Things get thornier still when you consider that Twitter’s ban covers not just traditional campaign ads but also the more nebulous category of “issue ads.” That means an enormous number of activist groups of every ideological stripe, many of which may not think of themselves as engaged in “political advertising,” will discover they’ve lost an important means of raising awareness—especially when they’re trying to take their message to groups that aren’t already politically engaged, and may not know how the issue affects them. As tech writer Will Oremus argues, what counts as a “political ad” is itself contentious, and politics often permeates even ordinary advertising. Energy companies, for instance, are fond of running elaborate ad campaigns seeking to brand themselves as ecologically friendly—messaging that implies, whether stated explicitly or not, that there’s little need for new policies or regulations to mitigate the environmental impacts of their operations. Such ads are unlikely to get classified as “issue ads”—though a campaign by an environmental group that contradicted this sort of green branding likely would be. In other words, an ad policy meant to level the playing field could in practice have the opposite effect.

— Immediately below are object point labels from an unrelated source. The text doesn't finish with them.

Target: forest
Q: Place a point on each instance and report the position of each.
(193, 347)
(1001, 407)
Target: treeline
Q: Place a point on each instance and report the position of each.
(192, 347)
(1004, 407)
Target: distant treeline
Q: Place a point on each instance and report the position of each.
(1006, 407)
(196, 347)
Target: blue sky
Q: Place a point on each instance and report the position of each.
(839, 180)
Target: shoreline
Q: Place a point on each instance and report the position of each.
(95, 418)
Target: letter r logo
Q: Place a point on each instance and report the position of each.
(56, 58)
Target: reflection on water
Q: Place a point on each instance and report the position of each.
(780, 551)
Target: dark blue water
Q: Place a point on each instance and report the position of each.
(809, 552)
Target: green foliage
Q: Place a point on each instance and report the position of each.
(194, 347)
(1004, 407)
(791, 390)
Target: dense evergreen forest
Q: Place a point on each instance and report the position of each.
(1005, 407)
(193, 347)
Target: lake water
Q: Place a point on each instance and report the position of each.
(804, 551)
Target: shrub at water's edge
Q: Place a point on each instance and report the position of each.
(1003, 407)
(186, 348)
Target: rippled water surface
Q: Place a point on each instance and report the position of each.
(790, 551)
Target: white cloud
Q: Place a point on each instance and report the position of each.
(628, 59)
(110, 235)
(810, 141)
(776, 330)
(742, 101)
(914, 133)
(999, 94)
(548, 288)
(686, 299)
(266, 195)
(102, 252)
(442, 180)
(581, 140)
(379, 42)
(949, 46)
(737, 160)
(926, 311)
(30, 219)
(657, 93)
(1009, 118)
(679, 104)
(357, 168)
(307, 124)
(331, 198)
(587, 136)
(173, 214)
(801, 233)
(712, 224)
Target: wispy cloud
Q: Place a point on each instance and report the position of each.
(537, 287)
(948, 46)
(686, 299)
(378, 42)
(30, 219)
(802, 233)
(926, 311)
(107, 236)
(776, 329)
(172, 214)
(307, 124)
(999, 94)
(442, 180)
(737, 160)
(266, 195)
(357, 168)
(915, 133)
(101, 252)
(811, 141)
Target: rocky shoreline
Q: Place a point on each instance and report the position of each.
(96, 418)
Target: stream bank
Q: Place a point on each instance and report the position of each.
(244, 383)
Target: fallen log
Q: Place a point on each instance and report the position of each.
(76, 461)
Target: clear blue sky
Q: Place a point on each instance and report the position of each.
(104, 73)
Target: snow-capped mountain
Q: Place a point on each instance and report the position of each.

Political ad bans appeal in part because they’re so simple and (apparently) straightforward, and in part because they flatter our democratic self-conception as wise and informed citizens. If we’ve been consuming and sharing misinformation, we like to think that it’s because some outside force has foisted those messages on us. It’s harsher to consider the alternative explanation: that we’re simply more attuned to use information that confirms our preexisting beliefs than information that corrects them—in other words, that we’re simply not adept at discerning truth.
Addressing the real problem will be far more difficult. In short, we’d have to figure out how to combat the organic sharing of misinformation by ordinary users without turning platforms into invasive arbiters of speech. To dodge that hard task by touting a superficially neutral ad ban should be seen for what it is: a cop-out.